“Quando é que a gente para de brincar com o corpo?” A pergunta de uma amiga ficou ecoando aqui dentro. O conhecimento acumulado em 9 anos estudando o comportamento das mulheres e meninas brasileiras me trouxe uma resposta rápida: a gente não pode parar algo que nem chega a aprender.
Se para os bebês e crianças pequenas o corpo é um grande brinquedo, as meninas logo cedo aprendem que seus corpos devem ser controlados e deixam de brincar de explorar o mundo e as sensações. Simone de Beauvoir, em seu clássico livro O Segundo Sexo já dizia que “tratam-na como uma boneca viva e recusam-lhe a liberdade”.
Quando foi a última vez que você experimentou algo novo com seu corpo?
Enquanto meninos brincam de descobrir o mundo com seus corpos, meninas ficam confinadas no lar. Esta foi a conclusão de um projeto de pesquisa do qual minha empresa, a 65|10, participou em 2016 em parceria com o Studio Ideia, que demonstrou que os meninos praticam esportes na rua 10% a mais que as meninas e seus pais acreditam três vezes mais que a prática esportiva é importante para eles.
Em casa, as meninas brincam de boneca, cuidam de crianças menores ou pior, são obrigadas a terem filhos frutos de violações contra seus corpos. Quem não brinca de casinha está cuidando da casa de verdade: por volta dos 10 anos de idade, 88% delas afirmam trabalhar dentro de casa, enquanto 76% dos meninos dizem fazer o mesmo (Gênero e Número, 2023).
Não aprendemos a ver nosso corpo como instrumento de interação com o mundo e nem a explorar as possibilidades de prazer que ele nos oferece – e aqui estou falando de sexo, sim, mas não só. Aprender a andar de bicicleta, começar a correr, dar uma cambalhota, pular de um trampolim.
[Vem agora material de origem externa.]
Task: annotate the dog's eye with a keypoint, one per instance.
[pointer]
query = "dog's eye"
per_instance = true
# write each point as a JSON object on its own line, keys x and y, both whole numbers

Quando foi a última vez que você experimentou algo novo com seu corpo?
Mulheres praticam menos esportes e são mais sedentárias que os homens. Ao escolher atividades físicas, muitas vezes somos motivadas por pressão estética e não por prazer, o que também se torna um fator de desmotivação ao longo do tempo. A interdição vem de longe: até o final da década de 70 as mulheres ainda eram proibidas de praticar diversos esportes no Brasil. Hoje não somos mais proibidas, mas também não somos incentivadas.
Brincar com o corpo é coisa séria!
Se tem algo que aprendi em tantos anos estudando as conquistas e lutas das mulheres é que tudo aquilo que nos é barrado é fonte de imensa potência. Descobrir que nosso corpo nos pertence e que podemos dispor dele como desejarmos é o primeiro passo para reivindicar o pleno direito de escolha sobre tudo que acontece com ele. É o caminho para tornarmos verdade o clichê do “meu corpo, minhas regras”.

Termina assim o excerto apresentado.